Penso che il calo del comparto auto di oggi sia legato alla decisione della Cina di alzare i tassi e quindi di contenere inflazione e consumi; i primi a prendere la botta sono stati i costruttori tedeschi (forti esportatori con Mercedes, BMW e Audi sul mercato cinese) e si sono tirati dietro tutti i costruttori europei.
Fiat è un caso particolare, perchè fino ad oggi ha vissuto sulle “aspettative” della scissione delle attività; stamane si speculava ancora sull’accordo per Mirafiori, poi anche la casa italiana è stata risucchiata dall’andamento negativo del settore.
Un contributo aggiuntivo, sempre in termini negativi, può averlo dato lo sciopero nello stabilimento Zastava.
In una visione di medio-lungo termine, il fatto che il 45% degli italiani richieda un incentivo alla rottamazione per sostituire la vettura è plausibile, perchè denota che nella classe medio- bassa della nostra nazione non ci sono disponibilità per un acquisto senza incentivi.
Ma non illudiamoci che un nuovo piano di incentivi aiuti la produzione Fiat e, aggiungerei “locale”, perchè la concorrenza nei segmenti bassi (A e B) è ormai forte e offre una gamma di prodotti estremamente concorrenziale.
La Fiat è carente, in questo momento, di modelli nuovi e non ha interesse quindi a un programma di incentivi che….. favorirebbe la concorrenza.

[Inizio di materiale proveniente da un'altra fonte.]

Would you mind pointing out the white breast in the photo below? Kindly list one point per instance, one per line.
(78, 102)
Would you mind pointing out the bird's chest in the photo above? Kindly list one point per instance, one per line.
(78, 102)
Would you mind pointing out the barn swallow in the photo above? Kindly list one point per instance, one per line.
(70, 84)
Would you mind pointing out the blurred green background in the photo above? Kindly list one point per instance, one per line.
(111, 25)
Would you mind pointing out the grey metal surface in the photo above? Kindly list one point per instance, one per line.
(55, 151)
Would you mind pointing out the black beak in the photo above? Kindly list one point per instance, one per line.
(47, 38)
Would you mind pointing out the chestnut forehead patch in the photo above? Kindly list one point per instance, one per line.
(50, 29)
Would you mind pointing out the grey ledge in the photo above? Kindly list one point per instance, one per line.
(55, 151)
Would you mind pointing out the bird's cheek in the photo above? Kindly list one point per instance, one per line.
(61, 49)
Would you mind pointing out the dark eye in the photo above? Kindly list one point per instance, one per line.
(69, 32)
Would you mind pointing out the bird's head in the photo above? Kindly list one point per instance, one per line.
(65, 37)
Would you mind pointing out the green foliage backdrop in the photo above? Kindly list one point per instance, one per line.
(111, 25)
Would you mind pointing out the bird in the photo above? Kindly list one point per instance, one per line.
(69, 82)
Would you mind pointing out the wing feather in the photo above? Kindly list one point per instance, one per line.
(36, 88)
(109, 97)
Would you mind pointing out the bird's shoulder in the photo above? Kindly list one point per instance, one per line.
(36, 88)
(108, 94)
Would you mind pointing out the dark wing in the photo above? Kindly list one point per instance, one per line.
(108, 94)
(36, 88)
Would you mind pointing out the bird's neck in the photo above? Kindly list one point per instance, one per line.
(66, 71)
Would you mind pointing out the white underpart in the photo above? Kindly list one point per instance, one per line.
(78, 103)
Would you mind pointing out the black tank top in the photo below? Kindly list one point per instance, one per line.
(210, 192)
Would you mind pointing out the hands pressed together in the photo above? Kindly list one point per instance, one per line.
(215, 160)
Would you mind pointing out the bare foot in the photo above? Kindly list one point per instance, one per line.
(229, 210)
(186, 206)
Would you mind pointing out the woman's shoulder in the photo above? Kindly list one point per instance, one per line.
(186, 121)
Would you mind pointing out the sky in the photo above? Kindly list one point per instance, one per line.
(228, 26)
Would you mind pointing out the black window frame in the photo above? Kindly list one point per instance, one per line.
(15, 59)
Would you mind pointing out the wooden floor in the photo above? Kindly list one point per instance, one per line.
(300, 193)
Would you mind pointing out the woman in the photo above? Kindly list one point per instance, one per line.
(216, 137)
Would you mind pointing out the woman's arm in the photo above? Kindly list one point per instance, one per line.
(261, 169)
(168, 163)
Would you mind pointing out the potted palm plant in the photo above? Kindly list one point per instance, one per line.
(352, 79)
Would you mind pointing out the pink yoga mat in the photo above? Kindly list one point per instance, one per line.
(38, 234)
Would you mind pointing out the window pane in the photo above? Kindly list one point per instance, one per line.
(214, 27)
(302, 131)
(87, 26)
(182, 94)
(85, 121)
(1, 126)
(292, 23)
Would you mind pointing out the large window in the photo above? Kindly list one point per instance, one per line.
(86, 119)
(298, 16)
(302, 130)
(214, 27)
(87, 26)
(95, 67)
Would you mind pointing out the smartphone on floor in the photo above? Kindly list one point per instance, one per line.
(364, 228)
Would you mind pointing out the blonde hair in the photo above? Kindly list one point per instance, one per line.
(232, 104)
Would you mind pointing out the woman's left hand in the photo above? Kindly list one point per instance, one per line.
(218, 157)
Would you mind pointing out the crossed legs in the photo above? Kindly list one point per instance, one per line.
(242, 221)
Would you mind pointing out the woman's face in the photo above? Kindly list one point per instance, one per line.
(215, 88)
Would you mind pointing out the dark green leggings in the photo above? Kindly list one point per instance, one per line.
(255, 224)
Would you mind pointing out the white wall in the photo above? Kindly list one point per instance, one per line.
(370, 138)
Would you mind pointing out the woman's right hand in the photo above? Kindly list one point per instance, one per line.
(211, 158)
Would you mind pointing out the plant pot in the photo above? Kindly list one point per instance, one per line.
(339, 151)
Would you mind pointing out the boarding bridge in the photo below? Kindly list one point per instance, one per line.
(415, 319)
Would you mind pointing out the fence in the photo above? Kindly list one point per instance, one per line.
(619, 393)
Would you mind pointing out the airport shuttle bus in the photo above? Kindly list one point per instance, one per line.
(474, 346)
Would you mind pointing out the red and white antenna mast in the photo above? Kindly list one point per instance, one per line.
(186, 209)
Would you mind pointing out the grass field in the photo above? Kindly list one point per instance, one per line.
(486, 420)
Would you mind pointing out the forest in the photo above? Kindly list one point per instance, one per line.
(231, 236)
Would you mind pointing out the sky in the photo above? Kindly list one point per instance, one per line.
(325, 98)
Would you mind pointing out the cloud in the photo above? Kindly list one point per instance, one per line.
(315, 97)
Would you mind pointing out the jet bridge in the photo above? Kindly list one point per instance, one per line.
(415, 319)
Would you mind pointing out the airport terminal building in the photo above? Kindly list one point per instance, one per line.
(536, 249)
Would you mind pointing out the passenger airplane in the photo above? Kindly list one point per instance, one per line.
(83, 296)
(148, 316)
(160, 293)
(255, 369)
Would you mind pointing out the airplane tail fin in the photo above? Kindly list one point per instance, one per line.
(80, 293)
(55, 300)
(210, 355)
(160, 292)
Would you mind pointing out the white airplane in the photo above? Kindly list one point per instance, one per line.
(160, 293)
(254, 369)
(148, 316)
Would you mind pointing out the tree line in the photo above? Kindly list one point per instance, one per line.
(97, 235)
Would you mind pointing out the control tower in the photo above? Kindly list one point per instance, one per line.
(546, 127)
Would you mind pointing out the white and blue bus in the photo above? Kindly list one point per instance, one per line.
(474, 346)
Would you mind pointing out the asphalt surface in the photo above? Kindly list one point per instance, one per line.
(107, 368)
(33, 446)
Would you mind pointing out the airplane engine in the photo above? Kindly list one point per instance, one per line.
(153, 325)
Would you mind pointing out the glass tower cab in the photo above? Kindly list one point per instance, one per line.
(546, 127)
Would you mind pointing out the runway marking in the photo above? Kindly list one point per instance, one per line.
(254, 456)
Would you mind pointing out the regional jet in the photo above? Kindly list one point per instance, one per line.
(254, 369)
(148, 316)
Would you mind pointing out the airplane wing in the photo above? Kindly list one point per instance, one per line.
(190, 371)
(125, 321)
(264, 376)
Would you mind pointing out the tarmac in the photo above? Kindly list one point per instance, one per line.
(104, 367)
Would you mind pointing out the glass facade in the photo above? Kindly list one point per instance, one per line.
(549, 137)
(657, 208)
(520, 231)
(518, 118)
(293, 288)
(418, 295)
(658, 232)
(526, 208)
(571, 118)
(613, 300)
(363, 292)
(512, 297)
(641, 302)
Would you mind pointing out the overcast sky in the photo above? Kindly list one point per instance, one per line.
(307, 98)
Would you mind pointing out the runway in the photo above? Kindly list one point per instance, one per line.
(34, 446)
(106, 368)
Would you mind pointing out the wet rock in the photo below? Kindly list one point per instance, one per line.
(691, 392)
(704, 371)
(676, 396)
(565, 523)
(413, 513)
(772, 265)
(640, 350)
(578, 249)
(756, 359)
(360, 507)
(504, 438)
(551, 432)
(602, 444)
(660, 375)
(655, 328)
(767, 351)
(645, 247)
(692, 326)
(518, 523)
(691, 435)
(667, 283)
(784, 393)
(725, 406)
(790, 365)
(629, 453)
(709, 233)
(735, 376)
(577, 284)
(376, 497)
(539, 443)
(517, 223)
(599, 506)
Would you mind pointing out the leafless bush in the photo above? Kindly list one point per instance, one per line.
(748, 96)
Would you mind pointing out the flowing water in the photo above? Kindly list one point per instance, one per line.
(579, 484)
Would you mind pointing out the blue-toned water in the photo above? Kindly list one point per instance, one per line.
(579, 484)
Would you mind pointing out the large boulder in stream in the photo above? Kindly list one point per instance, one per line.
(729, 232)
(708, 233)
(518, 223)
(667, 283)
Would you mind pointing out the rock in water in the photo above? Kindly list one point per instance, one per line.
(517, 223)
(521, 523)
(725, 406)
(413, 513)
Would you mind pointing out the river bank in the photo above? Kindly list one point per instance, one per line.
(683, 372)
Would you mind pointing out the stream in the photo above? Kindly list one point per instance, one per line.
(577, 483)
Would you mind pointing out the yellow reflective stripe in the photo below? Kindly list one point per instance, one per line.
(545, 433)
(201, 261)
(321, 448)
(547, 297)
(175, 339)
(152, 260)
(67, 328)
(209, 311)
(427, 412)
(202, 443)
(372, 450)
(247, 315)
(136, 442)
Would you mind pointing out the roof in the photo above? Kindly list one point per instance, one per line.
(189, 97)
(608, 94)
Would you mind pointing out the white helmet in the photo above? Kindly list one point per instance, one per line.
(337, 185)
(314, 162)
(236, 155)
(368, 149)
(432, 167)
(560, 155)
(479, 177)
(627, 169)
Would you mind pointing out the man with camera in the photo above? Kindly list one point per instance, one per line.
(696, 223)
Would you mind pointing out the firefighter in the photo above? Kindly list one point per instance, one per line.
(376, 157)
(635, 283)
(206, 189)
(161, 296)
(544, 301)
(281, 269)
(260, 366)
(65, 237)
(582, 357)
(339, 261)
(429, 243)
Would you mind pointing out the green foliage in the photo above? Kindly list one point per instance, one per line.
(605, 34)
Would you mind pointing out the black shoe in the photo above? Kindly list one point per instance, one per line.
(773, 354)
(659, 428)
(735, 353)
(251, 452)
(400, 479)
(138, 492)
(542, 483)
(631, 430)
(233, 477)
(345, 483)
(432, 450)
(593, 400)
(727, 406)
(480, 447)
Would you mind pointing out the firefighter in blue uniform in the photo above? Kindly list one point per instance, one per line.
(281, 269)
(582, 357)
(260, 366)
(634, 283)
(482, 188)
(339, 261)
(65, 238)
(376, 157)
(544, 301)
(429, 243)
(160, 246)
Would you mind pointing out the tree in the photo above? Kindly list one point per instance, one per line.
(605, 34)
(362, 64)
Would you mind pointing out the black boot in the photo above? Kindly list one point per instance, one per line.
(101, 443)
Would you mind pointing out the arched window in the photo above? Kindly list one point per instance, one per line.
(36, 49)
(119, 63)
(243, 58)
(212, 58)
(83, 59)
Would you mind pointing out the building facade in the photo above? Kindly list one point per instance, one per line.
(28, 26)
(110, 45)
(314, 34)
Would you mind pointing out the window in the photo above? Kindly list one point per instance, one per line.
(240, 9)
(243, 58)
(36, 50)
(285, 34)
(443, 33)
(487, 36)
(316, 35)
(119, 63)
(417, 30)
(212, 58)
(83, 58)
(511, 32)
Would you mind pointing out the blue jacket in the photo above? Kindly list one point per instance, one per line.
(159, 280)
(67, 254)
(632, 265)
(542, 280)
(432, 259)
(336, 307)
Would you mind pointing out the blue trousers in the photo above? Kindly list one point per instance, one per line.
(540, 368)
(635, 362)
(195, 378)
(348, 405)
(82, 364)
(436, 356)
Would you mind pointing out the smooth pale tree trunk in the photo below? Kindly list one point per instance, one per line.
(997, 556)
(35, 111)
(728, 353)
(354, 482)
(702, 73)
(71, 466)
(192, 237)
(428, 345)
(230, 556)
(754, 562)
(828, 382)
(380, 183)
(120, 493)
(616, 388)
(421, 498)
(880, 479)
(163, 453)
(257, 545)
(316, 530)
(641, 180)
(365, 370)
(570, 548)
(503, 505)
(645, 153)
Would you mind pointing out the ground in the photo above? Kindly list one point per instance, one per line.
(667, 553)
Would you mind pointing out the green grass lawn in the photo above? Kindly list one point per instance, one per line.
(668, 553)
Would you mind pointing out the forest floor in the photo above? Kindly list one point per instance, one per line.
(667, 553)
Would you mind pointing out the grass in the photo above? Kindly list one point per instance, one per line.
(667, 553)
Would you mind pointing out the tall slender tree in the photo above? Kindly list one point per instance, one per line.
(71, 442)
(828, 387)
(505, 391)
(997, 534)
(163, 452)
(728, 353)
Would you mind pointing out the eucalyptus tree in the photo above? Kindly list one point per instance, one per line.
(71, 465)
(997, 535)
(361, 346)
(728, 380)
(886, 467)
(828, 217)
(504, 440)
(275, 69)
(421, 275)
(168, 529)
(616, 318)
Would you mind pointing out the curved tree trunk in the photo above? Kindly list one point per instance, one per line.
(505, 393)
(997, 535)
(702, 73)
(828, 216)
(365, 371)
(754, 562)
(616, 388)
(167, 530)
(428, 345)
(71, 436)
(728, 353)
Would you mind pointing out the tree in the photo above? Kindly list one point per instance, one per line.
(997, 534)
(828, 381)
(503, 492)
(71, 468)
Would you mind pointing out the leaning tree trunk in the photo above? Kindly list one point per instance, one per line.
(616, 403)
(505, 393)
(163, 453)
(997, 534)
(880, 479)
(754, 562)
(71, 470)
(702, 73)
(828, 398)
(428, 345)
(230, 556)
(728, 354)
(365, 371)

Occorre aggiungere che non si intravedono soluzioni nel breve, perchè Pomiglianio e Mirafiori sono appena partite con gli investimenti; l’altro pericolo sulla valorizzazione del titolo Fiat deriva, inoltre, dalla ufficializzazione della separazione delle attività e dalla contemporanea entrata in borsa della nuova unità che comprende trucks, agriculture e earth moving machineries…. voglio dire compra sulle news e vendi sui fatti….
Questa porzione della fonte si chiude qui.